Этот инцидент вызвал целую бурю. Немедленно остальные 12 британских вице-консулов, принадлежавшие к финской национальности, подали в отставку, мотивируя свой поступок политическим единомыслием с г. Вольфом, и последний, после ряда публичных манифестаций, был единодушно выбран выборгским представителем на сейм 1900 г. На его место, в качестве консула, был, говорят, назначен, за отсутсвтием кандидатов из финляндцев, некто Анненков, бывший цензор по русской и французской литературе в С.-Петербурге. «Каждый честный англичанин», говорит по этому поводу «Вестминстерская Газета», «должен почувствовать стыд и негодование».

Дальнейшия меры в деле удаления финских элементов из служебного персонала направились против губернаторов. Бобриков при всяком случае давал им понять, что их отставка была бы очень желательна. «Московские Ведомости» прямо заявили, что их следует заменить коренными русскими, «за невозможностью найти среди финляндцев лиц, готовых приводить в исполнение предначертания высшего правительства». До сих пор, однако, ничего не удалось сделать в этом направлении, кроме как уволить выборгского губернатора ген. Грипенберга за то, что тот разоблачил тайны адреса за семью подложными подписями, которые Бобриков думал представить в противовес упомянутому выше массовому адресу.

Укажем еще на несколько мероприятий Бобрикова в других областях.
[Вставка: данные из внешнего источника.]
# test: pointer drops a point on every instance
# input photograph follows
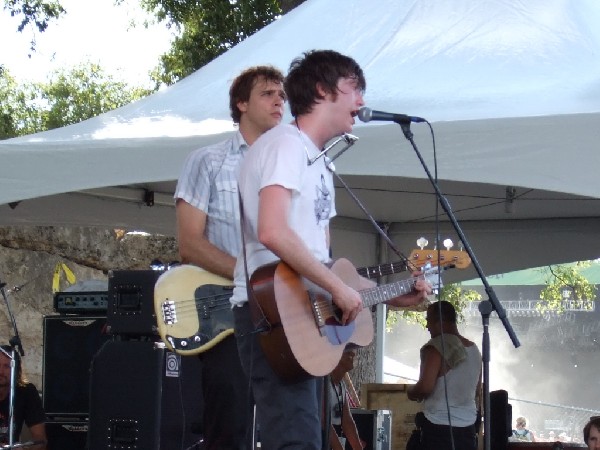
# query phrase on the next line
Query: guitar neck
(383, 269)
(385, 292)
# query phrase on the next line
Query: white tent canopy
(512, 90)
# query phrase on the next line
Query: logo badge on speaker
(172, 365)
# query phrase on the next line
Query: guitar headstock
(457, 258)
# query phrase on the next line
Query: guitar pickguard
(192, 308)
(214, 317)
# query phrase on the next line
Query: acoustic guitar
(192, 307)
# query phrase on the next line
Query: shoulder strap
(258, 316)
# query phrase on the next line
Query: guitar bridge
(169, 312)
(317, 313)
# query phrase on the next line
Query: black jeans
(439, 437)
(228, 403)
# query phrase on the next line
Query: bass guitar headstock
(454, 258)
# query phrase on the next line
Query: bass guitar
(192, 307)
(302, 333)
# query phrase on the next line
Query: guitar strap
(259, 319)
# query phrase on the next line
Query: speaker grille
(69, 346)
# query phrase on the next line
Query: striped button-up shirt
(208, 182)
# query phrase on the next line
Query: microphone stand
(486, 306)
(15, 343)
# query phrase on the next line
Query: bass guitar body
(192, 308)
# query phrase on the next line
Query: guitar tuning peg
(448, 244)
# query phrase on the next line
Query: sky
(91, 30)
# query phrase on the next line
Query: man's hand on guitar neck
(348, 300)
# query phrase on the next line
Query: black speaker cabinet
(70, 342)
(131, 302)
(501, 419)
(144, 397)
(66, 435)
(374, 427)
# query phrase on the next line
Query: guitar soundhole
(336, 333)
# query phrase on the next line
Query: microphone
(367, 114)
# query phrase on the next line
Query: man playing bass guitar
(209, 237)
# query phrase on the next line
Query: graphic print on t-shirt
(322, 202)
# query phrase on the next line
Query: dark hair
(444, 310)
(242, 86)
(318, 67)
(21, 379)
(594, 422)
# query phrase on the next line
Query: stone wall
(29, 256)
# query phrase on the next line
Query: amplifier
(131, 302)
(81, 302)
(374, 427)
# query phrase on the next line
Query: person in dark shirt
(28, 408)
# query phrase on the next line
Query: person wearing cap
(521, 433)
(591, 433)
(27, 407)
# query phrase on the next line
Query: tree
(69, 96)
(565, 283)
(34, 13)
(83, 92)
(208, 29)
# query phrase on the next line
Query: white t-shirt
(280, 157)
(462, 382)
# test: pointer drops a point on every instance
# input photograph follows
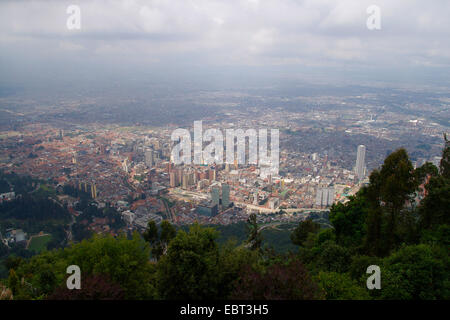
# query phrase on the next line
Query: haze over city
(114, 119)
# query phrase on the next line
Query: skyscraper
(360, 162)
(215, 195)
(149, 158)
(225, 196)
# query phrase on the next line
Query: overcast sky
(137, 35)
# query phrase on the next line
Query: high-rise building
(225, 196)
(149, 158)
(215, 195)
(360, 169)
(93, 191)
(325, 197)
(173, 180)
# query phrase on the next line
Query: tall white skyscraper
(360, 168)
(149, 159)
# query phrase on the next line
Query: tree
(95, 287)
(416, 272)
(339, 286)
(254, 239)
(304, 228)
(13, 281)
(124, 261)
(159, 240)
(445, 161)
(279, 281)
(349, 220)
(190, 269)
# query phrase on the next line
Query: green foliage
(159, 240)
(190, 268)
(125, 261)
(254, 238)
(305, 227)
(416, 272)
(339, 286)
(348, 220)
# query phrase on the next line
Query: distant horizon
(214, 41)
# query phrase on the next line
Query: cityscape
(224, 158)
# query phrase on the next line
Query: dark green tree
(254, 236)
(301, 232)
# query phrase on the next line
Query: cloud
(232, 32)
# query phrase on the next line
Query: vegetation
(389, 223)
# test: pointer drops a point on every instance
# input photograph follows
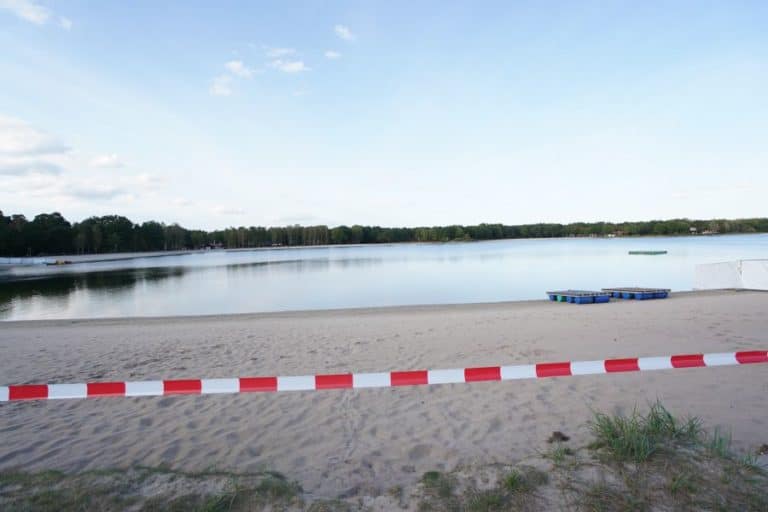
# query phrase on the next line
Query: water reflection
(340, 277)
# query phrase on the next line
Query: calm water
(359, 276)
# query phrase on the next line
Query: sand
(339, 442)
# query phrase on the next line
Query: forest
(51, 234)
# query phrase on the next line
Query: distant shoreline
(119, 256)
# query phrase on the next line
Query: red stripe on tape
(687, 361)
(253, 384)
(752, 357)
(553, 369)
(481, 374)
(621, 365)
(335, 381)
(28, 392)
(106, 389)
(413, 378)
(182, 387)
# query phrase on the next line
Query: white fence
(747, 274)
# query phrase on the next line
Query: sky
(391, 113)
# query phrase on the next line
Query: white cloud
(27, 10)
(344, 32)
(33, 12)
(110, 161)
(225, 210)
(273, 53)
(180, 201)
(221, 86)
(237, 68)
(18, 138)
(289, 66)
(92, 192)
(27, 167)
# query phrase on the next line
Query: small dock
(632, 292)
(579, 296)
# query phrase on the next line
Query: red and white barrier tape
(374, 380)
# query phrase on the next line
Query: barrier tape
(374, 380)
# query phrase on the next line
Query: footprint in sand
(419, 452)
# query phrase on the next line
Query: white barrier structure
(740, 274)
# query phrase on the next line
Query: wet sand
(344, 441)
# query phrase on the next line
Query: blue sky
(213, 114)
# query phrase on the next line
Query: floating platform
(579, 296)
(638, 293)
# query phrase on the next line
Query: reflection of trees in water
(62, 286)
(302, 265)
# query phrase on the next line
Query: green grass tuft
(636, 438)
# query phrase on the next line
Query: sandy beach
(339, 442)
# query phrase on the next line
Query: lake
(285, 279)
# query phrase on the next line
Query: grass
(108, 490)
(636, 438)
(644, 461)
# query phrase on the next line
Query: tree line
(52, 234)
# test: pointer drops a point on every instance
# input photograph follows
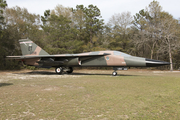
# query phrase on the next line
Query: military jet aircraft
(33, 55)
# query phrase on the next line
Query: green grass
(90, 94)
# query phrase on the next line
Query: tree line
(151, 33)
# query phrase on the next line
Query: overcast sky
(107, 7)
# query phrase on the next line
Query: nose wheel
(114, 73)
(59, 70)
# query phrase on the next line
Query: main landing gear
(114, 73)
(60, 70)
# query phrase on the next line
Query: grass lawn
(90, 94)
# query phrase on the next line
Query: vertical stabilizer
(28, 47)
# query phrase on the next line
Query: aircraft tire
(70, 70)
(114, 73)
(59, 70)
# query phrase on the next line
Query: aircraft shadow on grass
(5, 84)
(52, 73)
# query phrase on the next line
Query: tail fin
(28, 47)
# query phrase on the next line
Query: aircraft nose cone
(155, 63)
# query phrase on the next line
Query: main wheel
(59, 70)
(114, 73)
(70, 70)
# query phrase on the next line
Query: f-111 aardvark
(33, 55)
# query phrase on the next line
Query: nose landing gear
(114, 73)
(60, 70)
Так, в сфере образования мы имеем попытку посягнуть на национальный характер Гельсингфорсского университета в виде назначения Плеве на пост канцлера, чтС противоречит существовавшему до сих пор обычаю, в силу которого номинальным канцлером состоял всегда наследный Великий Князь, а фактическим какой-нибудь финляндец. Далее, укажем на проект реорганизации финляндского Фридриксгамского[69] кадетского корпуса, известный читателям из русских газет. По проекту, этот кадетский корпус подчиняется главному управлению военно-учебных заведений и, как высшей инстанции, военному министру; непосредственное же наблюдение и руководство возлагается на обязанность генерал-губернатора. В нем вводится преподавание на русском языке (впрочем, как временная мера, если окажется необходимым, будет допущен и финский язык). В этом корпусе предполагаются только общие классы, так что специальное военное образование придется получать в одном из военных училищ России. Из 200 вакансий половина будет предоставлена ученикам русского происхождения. По программе своей фридриксгамский кадетский корпус будет представляться общим средне-учебным заведением принятого у нас в России типа, а следовательно, коренным образом отличающимся от финляндской средней школы; конечно, он скоро порвет всякую внутреннюю связь со страной, обоснованную на подробном изучении ее исторического прошлого, культурных задач, особенностей народного быта и политической организации, — и будет одним из факторов руссификации Финляндии.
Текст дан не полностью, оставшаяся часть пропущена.